Division commander MG Joseph May Swing would later tell his father-in-law Peyton C. March that by mid-campaign, "We’ve killed over 2000 Japanese…” in what Swing called “a process of extermination...Casualties on our side are not light..."
Not light indeed; the 511th PIR was down to just 60% strength, having suffered over 400 casualties in roughly three weeks, roughly 75% of the Division’s losses, while eliminating 5,760 soldiers of Japan’s 26th and 16th Infantry Divisions. When they marched down to Ormoc Bay on Leyte's western coast on Christmas Day, Captain Stephen Edward Cavanaugh explained, "We came out on the other side of the island a pretty well decimated regiment." Cavanaugh's D Company left Leyte's Bito Beach on November 23 with 117 men; twenty-one of their comrades now lay dead in the mountains or were being carried out on poncho stretchers.
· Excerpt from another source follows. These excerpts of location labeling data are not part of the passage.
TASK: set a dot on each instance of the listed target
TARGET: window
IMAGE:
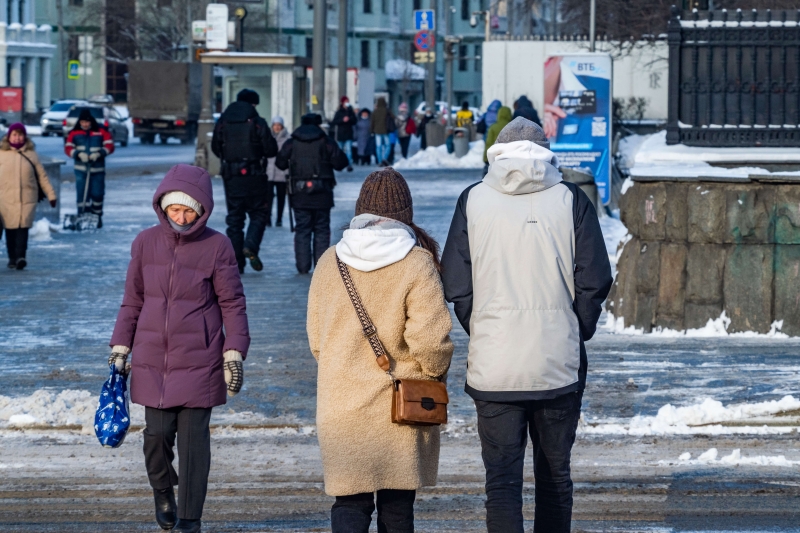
(364, 54)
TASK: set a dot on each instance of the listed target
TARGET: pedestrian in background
(380, 128)
(277, 177)
(182, 288)
(242, 140)
(22, 182)
(344, 121)
(311, 157)
(89, 145)
(526, 365)
(363, 136)
(395, 267)
(406, 127)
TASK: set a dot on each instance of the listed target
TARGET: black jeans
(16, 243)
(239, 208)
(308, 222)
(194, 450)
(277, 189)
(353, 514)
(503, 429)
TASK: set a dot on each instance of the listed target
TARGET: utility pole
(342, 47)
(318, 56)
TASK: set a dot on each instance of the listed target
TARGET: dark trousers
(404, 142)
(353, 514)
(503, 429)
(194, 451)
(277, 189)
(239, 208)
(312, 227)
(16, 243)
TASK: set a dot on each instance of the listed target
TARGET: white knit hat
(181, 198)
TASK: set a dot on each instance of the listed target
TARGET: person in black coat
(243, 142)
(344, 122)
(311, 157)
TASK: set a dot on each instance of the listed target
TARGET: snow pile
(437, 157)
(707, 417)
(735, 458)
(714, 328)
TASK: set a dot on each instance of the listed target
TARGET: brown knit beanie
(385, 193)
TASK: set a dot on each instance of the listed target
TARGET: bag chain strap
(366, 324)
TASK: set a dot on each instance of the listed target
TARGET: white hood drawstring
(374, 242)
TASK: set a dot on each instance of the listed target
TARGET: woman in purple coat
(182, 287)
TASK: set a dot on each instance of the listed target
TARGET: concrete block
(697, 315)
(671, 285)
(787, 214)
(749, 214)
(787, 287)
(747, 286)
(706, 212)
(676, 223)
(704, 269)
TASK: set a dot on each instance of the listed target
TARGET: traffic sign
(73, 70)
(424, 19)
(425, 41)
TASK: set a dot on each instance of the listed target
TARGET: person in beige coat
(21, 175)
(395, 267)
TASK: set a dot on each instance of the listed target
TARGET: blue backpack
(111, 421)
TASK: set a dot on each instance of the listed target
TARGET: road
(57, 317)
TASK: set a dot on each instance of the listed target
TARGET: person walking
(527, 361)
(406, 127)
(23, 181)
(344, 121)
(381, 119)
(89, 145)
(182, 288)
(277, 177)
(242, 141)
(363, 135)
(311, 157)
(394, 266)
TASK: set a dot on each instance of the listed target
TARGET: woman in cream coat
(395, 268)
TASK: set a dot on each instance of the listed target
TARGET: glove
(119, 358)
(234, 372)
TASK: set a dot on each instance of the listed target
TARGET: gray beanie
(522, 129)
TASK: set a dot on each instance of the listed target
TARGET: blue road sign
(424, 19)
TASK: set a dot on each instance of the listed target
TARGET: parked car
(53, 119)
(107, 117)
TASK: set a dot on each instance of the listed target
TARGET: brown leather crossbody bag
(415, 402)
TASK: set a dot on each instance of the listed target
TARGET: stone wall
(702, 247)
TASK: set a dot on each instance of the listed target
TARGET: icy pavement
(630, 460)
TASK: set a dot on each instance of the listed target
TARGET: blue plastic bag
(111, 421)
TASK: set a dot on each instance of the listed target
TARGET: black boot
(187, 526)
(165, 508)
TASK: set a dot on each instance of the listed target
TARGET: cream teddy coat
(362, 450)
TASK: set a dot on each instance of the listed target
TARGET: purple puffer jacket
(180, 290)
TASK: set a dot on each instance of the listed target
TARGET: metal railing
(734, 78)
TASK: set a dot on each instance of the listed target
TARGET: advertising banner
(577, 114)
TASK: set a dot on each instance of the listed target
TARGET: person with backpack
(393, 267)
(311, 156)
(89, 145)
(243, 142)
(526, 362)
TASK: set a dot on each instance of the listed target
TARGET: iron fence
(734, 78)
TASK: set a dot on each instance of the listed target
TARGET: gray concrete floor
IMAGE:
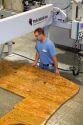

The photo to the right is of the 511th PIR's cemetery on what they called Rock Hill because "he was there," he being their regimental commander Colonel Orin D. "Hard Rock" Haugen who was right up front with them. After fighting by their side through several engagements, Colonel Haugen had gained a reputation as a serious fighter.
All of his paratroopers had, actually. Sixth Army's Lieutenant General Walter C. Krueger called Hard Rock's unit, "the God-damned fightingest outfit I have ever seen!"
But by December 21, 1944, that "fightingest outfit" was still miles away from the beaches of Ormoc Bay with a stubborn line of enemy defenses standing in their way. COL Haugen, fresh from a late meeting with MG Swing, decided an early attack would be the most effective means of eliminating Hacksaw Ridge’s last defenders, and for good reason. As D Company's 1LT Carrico explained, "The Japanese were famous for sleeping late."
Hard Rock also told his men to shave and clean up since MG Swing would soon come through with the 187th Glider Infantry Regiment, which led D Company's S/Sgt. Wilbur Wilcox, Wilbur to declare, "Scraping a month’s growth of beard off was agony!"